Right Now a Computer Is Reading The Internet, Teaching Itself Language

We may earn a commission from links on this page.

In a basement at Carnegie Mellon University, a computer is reading the web. It's been doing so for nearly nine months, teaching itself the complexities and nuances of the English language. And the smarter it gets, the faster it learns.

That computer is NELL, the Never-Ending Language Learning system, and it's the star of a project involving researchers from Carnegie Mellon, supercomputers from Yahoo!, and grants from Google and DARPA. The project's aim is an elusive but important one: to design a machine that can figure out the subtleties of language all on its own. As Tom Mitchell, chairman of the school's machine learning department explains, "we still don't have a computer that can learn as humans do, cumulatively, over the long term." NELL would be the first that does so.

The system trawls hundreds of millions of web pages, collecting facts and sorting them into one of 280 categories, classifications like cities, plants, or actors. It has learned nearly 400,000 such facts to date, with 87% accuracy. NELL also currently knows some 280 relations, pieces of language that connect two facts together. NELL probably knows that James Franco (actor) lives in (relation) New York City (city). And the more NELL learns, the faster and more efficient it gets at teaching itself:

Its tools include programs that extract and classify text phrases from the Web, programs that look for patterns and correlations, and programs that learn rules. For example, when the computer system reads the phrase "Pikes Peak," it studies the structure - two words, each beginning with a capital letter, and the last word is Peak. That structure alone might make it probable that Pikes Peak is a mountain. But NELL also reads in several ways. It will mine for text phrases that surround Pikes Peak and similar noun phrases repeatedly. For example, "I climbed XXX."

NELL, Dr. Mitchell explains, is designed to be able to grapple with words in different contexts, by deploying a hierarchy of rules to resolve ambiguity. This kind of nuanced judgment tends to flummox computers. "But as it turns out, a system like this works much better if you force it to learn many things, hundreds at once," he said.

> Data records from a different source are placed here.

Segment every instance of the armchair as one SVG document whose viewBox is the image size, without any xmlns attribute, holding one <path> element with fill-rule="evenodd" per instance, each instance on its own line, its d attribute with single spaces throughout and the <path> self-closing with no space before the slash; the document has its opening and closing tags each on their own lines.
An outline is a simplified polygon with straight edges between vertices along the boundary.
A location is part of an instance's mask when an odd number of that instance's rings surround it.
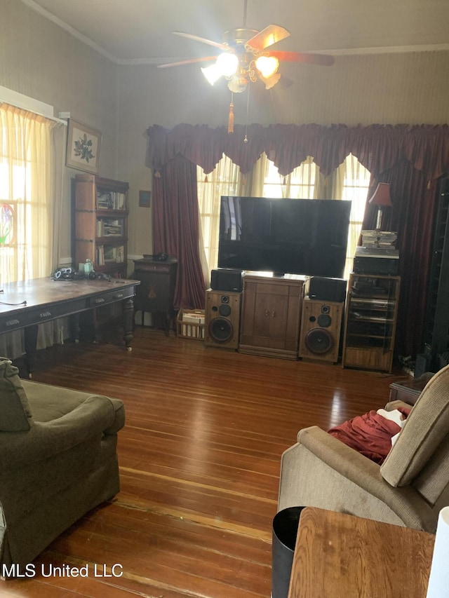
<svg viewBox="0 0 449 598">
<path fill-rule="evenodd" d="M 320 507 L 435 532 L 448 505 L 449 366 L 429 381 L 382 465 L 317 426 L 282 455 L 279 510 Z"/>
<path fill-rule="evenodd" d="M 21 381 L 0 358 L 0 566 L 25 567 L 119 491 L 124 421 L 121 400 Z"/>
</svg>

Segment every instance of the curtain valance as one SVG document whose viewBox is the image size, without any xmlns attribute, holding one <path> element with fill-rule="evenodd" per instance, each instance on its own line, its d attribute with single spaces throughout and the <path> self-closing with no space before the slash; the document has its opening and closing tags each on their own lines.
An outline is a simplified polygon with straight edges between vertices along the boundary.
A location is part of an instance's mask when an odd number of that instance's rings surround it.
<svg viewBox="0 0 449 598">
<path fill-rule="evenodd" d="M 225 127 L 180 124 L 154 125 L 147 132 L 147 165 L 154 172 L 180 154 L 209 173 L 224 154 L 246 175 L 264 151 L 283 175 L 311 156 L 328 176 L 349 154 L 375 178 L 401 159 L 429 181 L 449 172 L 448 125 L 236 125 L 228 134 Z"/>
</svg>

There are some instances in which an autodidactic computer can get off track. At one point, NELL sorted "internet cookies" into its "baked goods" category. That resulted in associated terms like "computer files" being labeled as baked goods, too. In these cases, Dr. Mitchell and his team correct the error and put NELL back on course. But he points out that no human learns completely on his own, either.

So what's it all for? Well, a computer that understood language like a human could answer search queries not with links but with real answers. Personal computers could be operated simply by telling them what to do. And computerized assistants could understand requests like "go get me a sub sandwich" and not waste their time looking for a sandwich shop that was located in a submarine. Too bad! That'd be funny. [NYT]